ThinkAutomation includes a number of options to make parsing HTML content easier.

When an incoming message is received, if the message is an email and the body has no plaintext portion then the %Msg_Body% built-in variable will be automatically created as a plaintext version of the HTML body. The %Msg_HTML% built-in variable will contain the HTML original.

The Set Variable action and the Text Operation actions have options to convert HTML To Plaintext, XML or JSON. These operations are the same for both of these actions, however the Text Operation action has the option of previewing the result, allowing you to test the conversion.

HTML To Plain Text

Converts any HTML content into plaintext.
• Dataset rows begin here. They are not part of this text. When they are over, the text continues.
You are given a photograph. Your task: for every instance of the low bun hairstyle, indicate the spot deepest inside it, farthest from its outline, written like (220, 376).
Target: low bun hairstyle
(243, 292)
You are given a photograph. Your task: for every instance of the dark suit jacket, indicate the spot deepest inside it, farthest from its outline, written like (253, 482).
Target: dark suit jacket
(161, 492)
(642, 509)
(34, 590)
All HTML tags are removed resulting in only the text content that would have been displayed.

For Example:

<html>
    <head>
        <title>This is a test</title>
        <meta http-equiv="Content-Language" content="en-us">
        <meta http-equiv="Content-Type" content="text/html; charset=windows-1252">
    </head>
    <body>
        <h1>This is the heading</h1>
        <p>This is a sample paragraph with <b>bold</b> text<br> and a line below.
        <p>Sample link to <a href="http://www.google.com/">Google</a></p>
    </body>
</html>

Becomes:

THIS IS THE HEADING

This is a sample paragraph with bold text
and a line below.

Sample link to Google [http://www.google.com/]

HTML To XML

Converts any HTML into well-formed XML for easier extraction of data. All formatting tags, styles, images & scripts are removed.
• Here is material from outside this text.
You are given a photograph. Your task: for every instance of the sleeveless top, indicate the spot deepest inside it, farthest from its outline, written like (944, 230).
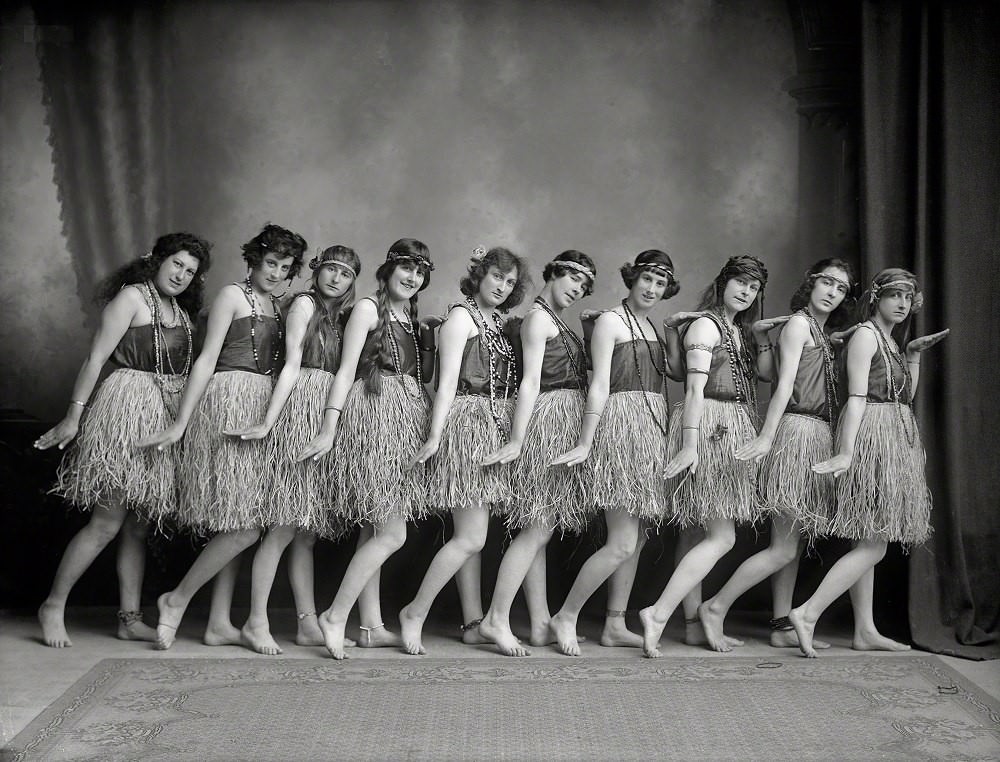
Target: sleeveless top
(237, 347)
For example, the above HTML would be converted to:

<?xml version="1.0" encoding="utf-8"?>
<root>
    <html>
        <head>
            <title>
                <text>This is a test</text>
            </title>
        </head>
        <body>
            <h1>
                <text>This is the heading</text>
            </h1>
            <p>
                <text>This is a sample paragraph with bold text and a line below.</text>
            </p>
            <p>
                <text>Sample link to</text>
                <a href="http://www.google.com/">
                    <text>Google</text>
                </a>
            </p>
        </body>
    </html>
</root>

HTML To JSON

Converts any HTML to Json text. The HTML is first converted to XML and then from XML to Json.
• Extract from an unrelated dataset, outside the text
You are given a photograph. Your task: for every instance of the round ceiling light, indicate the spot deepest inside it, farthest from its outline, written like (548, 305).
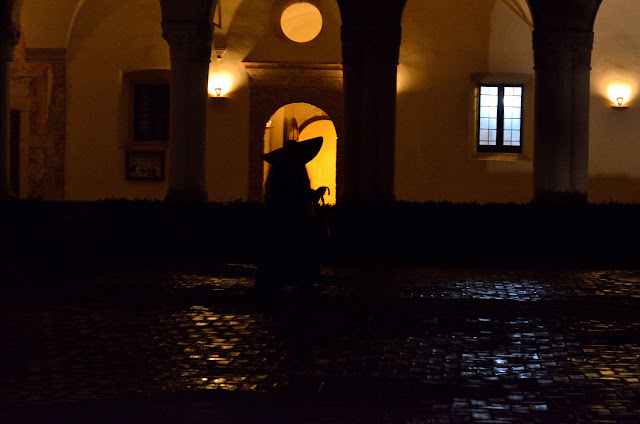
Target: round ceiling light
(301, 22)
For example, the above HTML would be converted to:

{
  "html": {
    "head": {
      "title": {
        "text": "This is a test"
      }
    },
    "body": {
      "h1": {
        "text": "This is the heading"
      },
      "p": [
        {
          "text": "This is a sample paragraph with bold text and a line below."
        },
        {
          "text": "Sample link to",
          "a": {
            "@href": "http://www.google.com/",
            "text": "Google"
          }
        }
      ]
    }
  }
}

Character data, comments, whitespace and significant whitespace nodes are accessed via #cdata-section, #comment, #whitespace and #significant-whitespace respectively.
Multiple nodes with the same name at the same level are grouped together into an array.
Empty elements are null.

Once converted to Json you can use the Extract Field or Read JSON Document actions to extract data at specific paths.